A note on Photographic Exceptionalism
The pictures are of early morning light on tree roots of red river gums (Eucalyptus camaldulensis,) in Benbibuta Creek in the northern Flinders Ranges of South Australia. They were made with a Rolleiflex TLR whilst I was on a camel trek from Blinman to Lake Frome in 2021. When I came back to looking through this archive in 2025 I realised how the idea of photographic exceptionalism and its art historical narrative had informed my approach to photography and how that narrative was misleading.
Photographic exceptionalism is the idea of medium specificity that is predicated on the view that photography was able, by virtue of its special optical-chemical properties, to do something its competitors could not. This was usually understood to be realism and its telos of the ever greater refinement of realism.

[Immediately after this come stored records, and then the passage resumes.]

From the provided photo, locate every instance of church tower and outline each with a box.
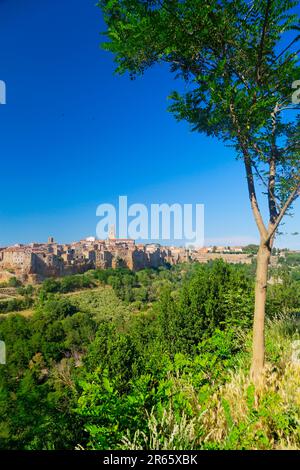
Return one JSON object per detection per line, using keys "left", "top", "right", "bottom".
{"left": 108, "top": 225, "right": 116, "bottom": 240}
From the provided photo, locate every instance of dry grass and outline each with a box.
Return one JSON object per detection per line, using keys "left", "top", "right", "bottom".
{"left": 202, "top": 362, "right": 300, "bottom": 449}
{"left": 0, "top": 308, "right": 33, "bottom": 318}
{"left": 121, "top": 315, "right": 300, "bottom": 450}
{"left": 120, "top": 407, "right": 202, "bottom": 450}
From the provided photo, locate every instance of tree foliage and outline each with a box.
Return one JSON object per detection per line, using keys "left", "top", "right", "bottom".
{"left": 1, "top": 261, "right": 299, "bottom": 449}
{"left": 99, "top": 0, "right": 300, "bottom": 236}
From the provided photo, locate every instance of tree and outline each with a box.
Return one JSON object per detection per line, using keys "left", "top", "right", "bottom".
{"left": 8, "top": 277, "right": 22, "bottom": 288}
{"left": 98, "top": 0, "right": 300, "bottom": 384}
{"left": 158, "top": 260, "right": 254, "bottom": 354}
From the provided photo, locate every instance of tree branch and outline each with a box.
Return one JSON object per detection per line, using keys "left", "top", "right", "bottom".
{"left": 266, "top": 181, "right": 300, "bottom": 244}
{"left": 229, "top": 102, "right": 268, "bottom": 239}
{"left": 268, "top": 102, "right": 279, "bottom": 224}
{"left": 256, "top": 0, "right": 272, "bottom": 83}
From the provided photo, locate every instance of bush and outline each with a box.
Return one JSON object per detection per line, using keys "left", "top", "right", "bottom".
{"left": 40, "top": 274, "right": 95, "bottom": 296}
{"left": 0, "top": 297, "right": 33, "bottom": 313}
{"left": 8, "top": 277, "right": 22, "bottom": 288}
{"left": 157, "top": 260, "right": 254, "bottom": 354}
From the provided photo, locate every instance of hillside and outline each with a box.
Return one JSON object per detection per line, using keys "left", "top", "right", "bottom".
{"left": 0, "top": 261, "right": 300, "bottom": 450}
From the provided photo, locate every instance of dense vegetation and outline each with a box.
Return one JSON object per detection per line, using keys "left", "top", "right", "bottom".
{"left": 0, "top": 260, "right": 300, "bottom": 450}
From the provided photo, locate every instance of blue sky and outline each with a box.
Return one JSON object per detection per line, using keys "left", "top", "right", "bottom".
{"left": 0, "top": 0, "right": 299, "bottom": 248}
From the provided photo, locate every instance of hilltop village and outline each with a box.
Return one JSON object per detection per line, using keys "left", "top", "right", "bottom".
{"left": 0, "top": 231, "right": 267, "bottom": 283}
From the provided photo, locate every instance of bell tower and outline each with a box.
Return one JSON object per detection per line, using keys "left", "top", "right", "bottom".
{"left": 108, "top": 225, "right": 116, "bottom": 240}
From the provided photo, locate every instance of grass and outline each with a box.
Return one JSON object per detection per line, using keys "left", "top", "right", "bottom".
{"left": 0, "top": 284, "right": 131, "bottom": 320}
{"left": 119, "top": 314, "right": 300, "bottom": 450}
{"left": 0, "top": 308, "right": 34, "bottom": 318}
{"left": 0, "top": 287, "right": 19, "bottom": 301}
{"left": 66, "top": 285, "right": 133, "bottom": 324}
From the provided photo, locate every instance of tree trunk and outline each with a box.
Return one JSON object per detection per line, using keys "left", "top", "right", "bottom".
{"left": 250, "top": 242, "right": 272, "bottom": 386}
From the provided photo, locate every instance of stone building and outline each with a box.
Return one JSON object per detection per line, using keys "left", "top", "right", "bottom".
{"left": 0, "top": 235, "right": 260, "bottom": 283}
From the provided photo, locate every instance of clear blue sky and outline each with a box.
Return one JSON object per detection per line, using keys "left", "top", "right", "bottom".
{"left": 0, "top": 0, "right": 299, "bottom": 248}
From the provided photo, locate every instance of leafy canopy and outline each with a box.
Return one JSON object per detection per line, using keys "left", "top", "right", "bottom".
{"left": 99, "top": 0, "right": 300, "bottom": 239}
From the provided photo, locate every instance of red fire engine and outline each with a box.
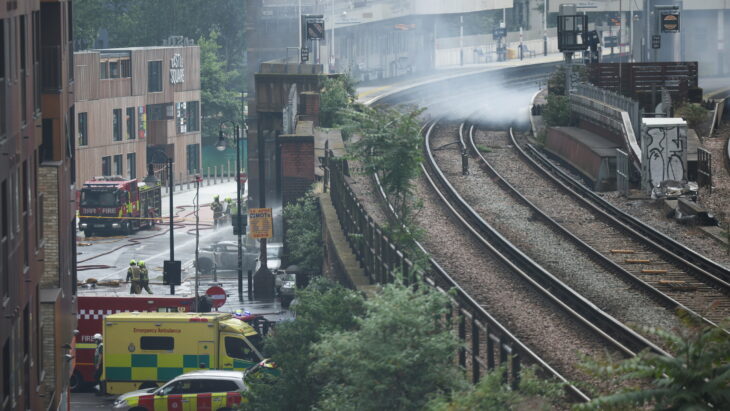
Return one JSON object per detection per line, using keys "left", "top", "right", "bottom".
{"left": 72, "top": 294, "right": 196, "bottom": 390}
{"left": 78, "top": 176, "right": 161, "bottom": 237}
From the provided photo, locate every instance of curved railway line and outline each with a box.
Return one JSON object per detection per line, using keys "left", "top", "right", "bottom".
{"left": 397, "top": 120, "right": 673, "bottom": 401}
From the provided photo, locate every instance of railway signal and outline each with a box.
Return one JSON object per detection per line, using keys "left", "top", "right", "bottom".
{"left": 306, "top": 19, "right": 325, "bottom": 40}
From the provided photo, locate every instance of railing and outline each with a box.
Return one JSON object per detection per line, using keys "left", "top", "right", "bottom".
{"left": 41, "top": 45, "right": 62, "bottom": 92}
{"left": 326, "top": 155, "right": 587, "bottom": 399}
{"left": 574, "top": 83, "right": 641, "bottom": 138}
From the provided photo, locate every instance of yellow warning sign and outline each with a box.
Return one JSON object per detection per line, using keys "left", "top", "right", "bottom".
{"left": 249, "top": 208, "right": 273, "bottom": 239}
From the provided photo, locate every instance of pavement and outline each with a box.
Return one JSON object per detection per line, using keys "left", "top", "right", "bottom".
{"left": 77, "top": 179, "right": 292, "bottom": 321}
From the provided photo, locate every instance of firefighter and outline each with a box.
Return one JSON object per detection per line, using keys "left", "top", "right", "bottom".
{"left": 126, "top": 260, "right": 141, "bottom": 294}
{"left": 210, "top": 195, "right": 223, "bottom": 228}
{"left": 138, "top": 261, "right": 153, "bottom": 294}
{"left": 93, "top": 333, "right": 104, "bottom": 394}
{"left": 223, "top": 197, "right": 233, "bottom": 224}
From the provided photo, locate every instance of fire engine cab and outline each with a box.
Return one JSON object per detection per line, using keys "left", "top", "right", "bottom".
{"left": 78, "top": 176, "right": 161, "bottom": 237}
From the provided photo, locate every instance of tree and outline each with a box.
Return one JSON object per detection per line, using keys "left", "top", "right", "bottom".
{"left": 426, "top": 366, "right": 565, "bottom": 411}
{"left": 284, "top": 192, "right": 323, "bottom": 274}
{"left": 311, "top": 282, "right": 467, "bottom": 411}
{"left": 576, "top": 310, "right": 730, "bottom": 410}
{"left": 347, "top": 106, "right": 425, "bottom": 218}
{"left": 198, "top": 30, "right": 241, "bottom": 141}
{"left": 320, "top": 74, "right": 357, "bottom": 128}
{"left": 242, "top": 278, "right": 367, "bottom": 411}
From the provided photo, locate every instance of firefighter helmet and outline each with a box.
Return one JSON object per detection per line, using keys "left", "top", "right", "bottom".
{"left": 138, "top": 261, "right": 145, "bottom": 268}
{"left": 130, "top": 259, "right": 137, "bottom": 266}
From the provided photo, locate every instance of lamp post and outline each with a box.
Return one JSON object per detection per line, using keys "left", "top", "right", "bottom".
{"left": 216, "top": 121, "right": 245, "bottom": 302}
{"left": 145, "top": 152, "right": 177, "bottom": 295}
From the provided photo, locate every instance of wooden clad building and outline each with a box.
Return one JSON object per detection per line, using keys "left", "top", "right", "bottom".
{"left": 74, "top": 46, "right": 201, "bottom": 186}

We need to think both more in terms of the historical pre-photographic commodity cultural context of visual media ie., the whole terrain of visual representation out of which photography emerged; and the interrelationships between photography, print making and other visual media. From. this perspective photography is understood to be part of the history of all picturemaking,’ i.e. part of a general visual culture.

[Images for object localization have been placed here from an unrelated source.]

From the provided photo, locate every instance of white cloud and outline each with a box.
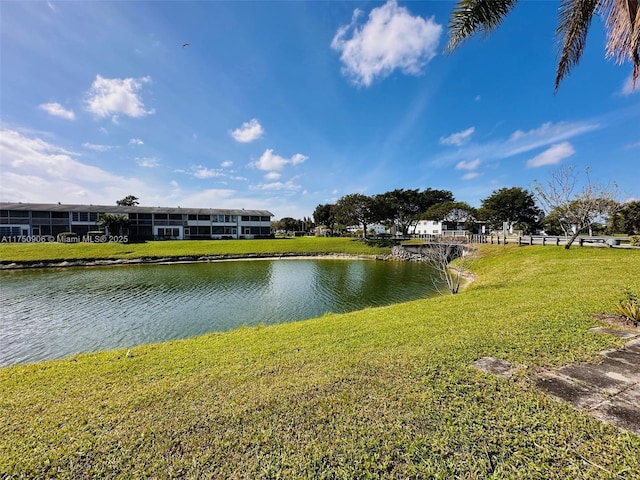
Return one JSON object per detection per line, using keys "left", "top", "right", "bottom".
{"left": 621, "top": 74, "right": 639, "bottom": 96}
{"left": 39, "top": 102, "right": 75, "bottom": 120}
{"left": 429, "top": 120, "right": 598, "bottom": 168}
{"left": 221, "top": 160, "right": 233, "bottom": 168}
{"left": 461, "top": 172, "right": 480, "bottom": 180}
{"left": 0, "top": 129, "right": 148, "bottom": 204}
{"left": 456, "top": 158, "right": 480, "bottom": 170}
{"left": 331, "top": 0, "right": 442, "bottom": 86}
{"left": 192, "top": 165, "right": 223, "bottom": 179}
{"left": 136, "top": 157, "right": 160, "bottom": 168}
{"left": 231, "top": 118, "right": 264, "bottom": 143}
{"left": 264, "top": 171, "right": 281, "bottom": 180}
{"left": 253, "top": 180, "right": 302, "bottom": 191}
{"left": 82, "top": 142, "right": 113, "bottom": 152}
{"left": 129, "top": 138, "right": 144, "bottom": 145}
{"left": 441, "top": 127, "right": 475, "bottom": 146}
{"left": 253, "top": 149, "right": 308, "bottom": 171}
{"left": 505, "top": 122, "right": 596, "bottom": 157}
{"left": 84, "top": 75, "right": 154, "bottom": 119}
{"left": 624, "top": 141, "right": 640, "bottom": 150}
{"left": 526, "top": 142, "right": 575, "bottom": 168}
{"left": 291, "top": 153, "right": 308, "bottom": 165}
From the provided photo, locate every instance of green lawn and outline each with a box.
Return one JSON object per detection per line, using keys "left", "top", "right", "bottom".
{"left": 0, "top": 237, "right": 388, "bottom": 263}
{"left": 1, "top": 245, "right": 639, "bottom": 478}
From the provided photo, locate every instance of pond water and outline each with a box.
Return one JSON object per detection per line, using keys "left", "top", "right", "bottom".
{"left": 0, "top": 259, "right": 441, "bottom": 366}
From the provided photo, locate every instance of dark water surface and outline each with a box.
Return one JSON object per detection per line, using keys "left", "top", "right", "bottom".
{"left": 0, "top": 259, "right": 440, "bottom": 366}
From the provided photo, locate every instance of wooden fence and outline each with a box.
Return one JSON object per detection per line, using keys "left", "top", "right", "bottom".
{"left": 468, "top": 234, "right": 628, "bottom": 247}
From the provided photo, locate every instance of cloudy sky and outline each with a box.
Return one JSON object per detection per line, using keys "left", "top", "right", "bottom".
{"left": 1, "top": 1, "right": 638, "bottom": 219}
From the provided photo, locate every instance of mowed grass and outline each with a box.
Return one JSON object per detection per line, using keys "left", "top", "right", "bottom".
{"left": 1, "top": 245, "right": 639, "bottom": 478}
{"left": 0, "top": 237, "right": 388, "bottom": 263}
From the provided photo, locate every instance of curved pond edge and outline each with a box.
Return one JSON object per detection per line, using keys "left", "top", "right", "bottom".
{"left": 0, "top": 252, "right": 388, "bottom": 270}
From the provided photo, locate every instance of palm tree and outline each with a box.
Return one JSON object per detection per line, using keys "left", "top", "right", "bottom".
{"left": 446, "top": 0, "right": 639, "bottom": 91}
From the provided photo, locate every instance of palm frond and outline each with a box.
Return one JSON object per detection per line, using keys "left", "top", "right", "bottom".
{"left": 601, "top": 0, "right": 640, "bottom": 87}
{"left": 555, "top": 0, "right": 599, "bottom": 91}
{"left": 445, "top": 0, "right": 519, "bottom": 54}
{"left": 635, "top": 4, "right": 640, "bottom": 86}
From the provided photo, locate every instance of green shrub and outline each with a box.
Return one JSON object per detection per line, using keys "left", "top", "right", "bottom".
{"left": 615, "top": 287, "right": 640, "bottom": 327}
{"left": 629, "top": 235, "right": 640, "bottom": 246}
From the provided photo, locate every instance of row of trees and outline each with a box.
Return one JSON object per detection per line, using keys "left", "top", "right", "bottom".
{"left": 313, "top": 186, "right": 543, "bottom": 237}
{"left": 307, "top": 168, "right": 638, "bottom": 249}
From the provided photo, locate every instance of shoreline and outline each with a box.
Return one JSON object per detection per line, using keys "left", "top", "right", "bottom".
{"left": 0, "top": 252, "right": 386, "bottom": 270}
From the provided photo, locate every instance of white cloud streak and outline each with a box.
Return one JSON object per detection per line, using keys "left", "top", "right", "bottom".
{"left": 429, "top": 120, "right": 599, "bottom": 168}
{"left": 39, "top": 102, "right": 75, "bottom": 120}
{"left": 231, "top": 118, "right": 264, "bottom": 143}
{"left": 82, "top": 142, "right": 114, "bottom": 152}
{"left": 441, "top": 127, "right": 475, "bottom": 146}
{"left": 192, "top": 165, "right": 223, "bottom": 179}
{"left": 621, "top": 74, "right": 639, "bottom": 96}
{"left": 331, "top": 0, "right": 442, "bottom": 86}
{"left": 264, "top": 171, "right": 281, "bottom": 180}
{"left": 526, "top": 142, "right": 575, "bottom": 168}
{"left": 136, "top": 157, "right": 160, "bottom": 168}
{"left": 252, "top": 180, "right": 301, "bottom": 191}
{"left": 456, "top": 158, "right": 480, "bottom": 170}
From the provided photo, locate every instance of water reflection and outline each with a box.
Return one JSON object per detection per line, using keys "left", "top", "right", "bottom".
{"left": 0, "top": 259, "right": 440, "bottom": 366}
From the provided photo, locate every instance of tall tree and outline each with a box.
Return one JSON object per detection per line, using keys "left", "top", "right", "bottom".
{"left": 313, "top": 204, "right": 336, "bottom": 230}
{"left": 116, "top": 195, "right": 139, "bottom": 206}
{"left": 377, "top": 188, "right": 456, "bottom": 235}
{"left": 480, "top": 187, "right": 542, "bottom": 234}
{"left": 446, "top": 0, "right": 640, "bottom": 91}
{"left": 614, "top": 200, "right": 640, "bottom": 234}
{"left": 533, "top": 166, "right": 618, "bottom": 248}
{"left": 275, "top": 217, "right": 299, "bottom": 233}
{"left": 334, "top": 194, "right": 380, "bottom": 238}
{"left": 423, "top": 201, "right": 477, "bottom": 223}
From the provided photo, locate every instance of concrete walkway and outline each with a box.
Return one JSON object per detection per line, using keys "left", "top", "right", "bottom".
{"left": 536, "top": 331, "right": 640, "bottom": 434}
{"left": 474, "top": 327, "right": 640, "bottom": 434}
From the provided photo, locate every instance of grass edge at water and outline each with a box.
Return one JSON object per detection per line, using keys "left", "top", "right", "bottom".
{"left": 1, "top": 244, "right": 639, "bottom": 478}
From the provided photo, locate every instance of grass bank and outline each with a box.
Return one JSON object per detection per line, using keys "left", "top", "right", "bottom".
{"left": 1, "top": 245, "right": 639, "bottom": 478}
{"left": 0, "top": 237, "right": 389, "bottom": 265}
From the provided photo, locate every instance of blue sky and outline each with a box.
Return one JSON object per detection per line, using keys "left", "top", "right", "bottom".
{"left": 1, "top": 0, "right": 638, "bottom": 220}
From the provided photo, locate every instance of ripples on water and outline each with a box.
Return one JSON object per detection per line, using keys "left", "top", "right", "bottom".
{"left": 0, "top": 259, "right": 440, "bottom": 366}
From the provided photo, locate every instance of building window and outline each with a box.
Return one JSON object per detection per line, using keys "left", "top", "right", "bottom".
{"left": 158, "top": 228, "right": 179, "bottom": 237}
{"left": 9, "top": 210, "right": 30, "bottom": 218}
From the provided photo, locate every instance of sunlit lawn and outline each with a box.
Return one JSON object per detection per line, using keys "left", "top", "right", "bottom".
{"left": 1, "top": 245, "right": 639, "bottom": 478}
{"left": 0, "top": 237, "right": 389, "bottom": 263}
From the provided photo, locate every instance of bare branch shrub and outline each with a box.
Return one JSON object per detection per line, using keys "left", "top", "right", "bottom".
{"left": 533, "top": 166, "right": 617, "bottom": 249}
{"left": 422, "top": 238, "right": 475, "bottom": 295}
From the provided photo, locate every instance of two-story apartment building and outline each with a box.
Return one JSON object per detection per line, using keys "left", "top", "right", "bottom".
{"left": 0, "top": 203, "right": 273, "bottom": 241}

This implies a shift to a study of light, colour, and gradation of tone, rather than the traditional photographic concern to a realism corresponding to what we see in nature with our own eyes. In contrast, photographic exceptionalism is the conviction that the phenomenon of photography can be properly understood only by detaching it from any comparison with the other visual media (and with printmaking in particular).

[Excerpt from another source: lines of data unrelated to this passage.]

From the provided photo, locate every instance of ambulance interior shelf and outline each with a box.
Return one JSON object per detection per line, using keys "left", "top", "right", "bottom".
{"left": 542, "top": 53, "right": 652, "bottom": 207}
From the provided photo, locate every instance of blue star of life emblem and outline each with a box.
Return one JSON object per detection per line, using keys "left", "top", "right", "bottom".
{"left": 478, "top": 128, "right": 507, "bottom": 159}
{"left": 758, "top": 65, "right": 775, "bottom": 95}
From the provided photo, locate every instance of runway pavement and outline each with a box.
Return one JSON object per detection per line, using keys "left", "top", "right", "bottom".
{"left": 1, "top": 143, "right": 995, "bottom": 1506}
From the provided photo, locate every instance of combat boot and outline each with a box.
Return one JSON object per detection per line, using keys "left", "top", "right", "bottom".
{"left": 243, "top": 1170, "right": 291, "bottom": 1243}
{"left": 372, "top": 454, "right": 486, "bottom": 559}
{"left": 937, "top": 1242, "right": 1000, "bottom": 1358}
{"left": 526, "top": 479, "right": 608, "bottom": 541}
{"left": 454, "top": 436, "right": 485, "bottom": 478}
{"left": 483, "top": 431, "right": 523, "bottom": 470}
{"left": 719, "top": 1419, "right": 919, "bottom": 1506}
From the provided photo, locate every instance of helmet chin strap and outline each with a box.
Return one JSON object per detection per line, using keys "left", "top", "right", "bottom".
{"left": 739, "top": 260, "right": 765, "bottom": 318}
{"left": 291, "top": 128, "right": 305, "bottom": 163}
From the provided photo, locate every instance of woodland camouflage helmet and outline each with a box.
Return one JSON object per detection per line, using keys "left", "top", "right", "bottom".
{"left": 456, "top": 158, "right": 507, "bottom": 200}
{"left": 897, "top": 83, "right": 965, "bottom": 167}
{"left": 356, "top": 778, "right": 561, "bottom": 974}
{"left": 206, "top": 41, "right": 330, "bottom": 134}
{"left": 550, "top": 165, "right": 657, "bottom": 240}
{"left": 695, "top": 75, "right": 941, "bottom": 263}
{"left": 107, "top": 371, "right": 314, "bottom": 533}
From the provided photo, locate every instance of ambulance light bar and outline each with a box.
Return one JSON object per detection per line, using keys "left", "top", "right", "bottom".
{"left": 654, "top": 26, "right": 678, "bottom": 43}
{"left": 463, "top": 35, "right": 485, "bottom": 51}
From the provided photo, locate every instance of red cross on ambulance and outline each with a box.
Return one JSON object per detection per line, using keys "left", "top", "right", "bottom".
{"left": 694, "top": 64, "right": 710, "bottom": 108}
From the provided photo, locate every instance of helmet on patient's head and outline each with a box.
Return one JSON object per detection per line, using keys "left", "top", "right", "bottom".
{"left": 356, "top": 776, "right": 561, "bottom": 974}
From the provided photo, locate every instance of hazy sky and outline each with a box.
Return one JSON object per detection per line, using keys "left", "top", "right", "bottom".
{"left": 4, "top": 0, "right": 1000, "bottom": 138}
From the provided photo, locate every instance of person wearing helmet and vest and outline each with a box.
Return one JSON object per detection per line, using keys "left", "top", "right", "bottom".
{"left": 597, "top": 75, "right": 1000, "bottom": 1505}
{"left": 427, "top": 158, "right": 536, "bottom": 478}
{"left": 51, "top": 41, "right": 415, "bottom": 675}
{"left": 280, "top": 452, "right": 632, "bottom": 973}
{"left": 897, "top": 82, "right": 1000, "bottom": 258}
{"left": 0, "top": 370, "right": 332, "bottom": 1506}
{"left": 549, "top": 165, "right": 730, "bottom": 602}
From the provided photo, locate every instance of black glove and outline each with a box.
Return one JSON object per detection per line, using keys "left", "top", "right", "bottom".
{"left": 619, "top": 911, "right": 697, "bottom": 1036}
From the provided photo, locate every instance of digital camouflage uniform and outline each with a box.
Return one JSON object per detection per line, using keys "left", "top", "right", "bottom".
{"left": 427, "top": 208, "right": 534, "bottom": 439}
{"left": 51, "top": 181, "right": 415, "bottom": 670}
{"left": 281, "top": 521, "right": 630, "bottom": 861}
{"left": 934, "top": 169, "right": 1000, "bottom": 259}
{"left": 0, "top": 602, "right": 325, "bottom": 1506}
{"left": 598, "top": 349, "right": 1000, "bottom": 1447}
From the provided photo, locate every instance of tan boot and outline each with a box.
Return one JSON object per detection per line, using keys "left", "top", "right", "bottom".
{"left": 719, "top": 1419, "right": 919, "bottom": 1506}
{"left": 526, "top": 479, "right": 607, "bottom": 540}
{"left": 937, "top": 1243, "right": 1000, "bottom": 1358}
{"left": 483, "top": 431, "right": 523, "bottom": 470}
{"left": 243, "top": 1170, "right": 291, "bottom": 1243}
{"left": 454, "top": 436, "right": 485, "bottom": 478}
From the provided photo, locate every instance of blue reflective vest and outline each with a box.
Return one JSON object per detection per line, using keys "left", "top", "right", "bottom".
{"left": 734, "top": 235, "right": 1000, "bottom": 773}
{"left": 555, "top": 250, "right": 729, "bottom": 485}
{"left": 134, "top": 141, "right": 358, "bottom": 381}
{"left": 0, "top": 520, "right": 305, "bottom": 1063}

Photographic exceptionalism still substantially informs thinking and writing on art photography within the art institution’s mainstream formalist and modernist conception of photography, namely, medium-specificity and the purity of the medium’s deployment of its own material conditions. Sadly, this art historical approach of MoMA , underwritten by the stubborn conviction of photography’s essential difference, has given rise to photography’s separatism, relative insularity and parochialism.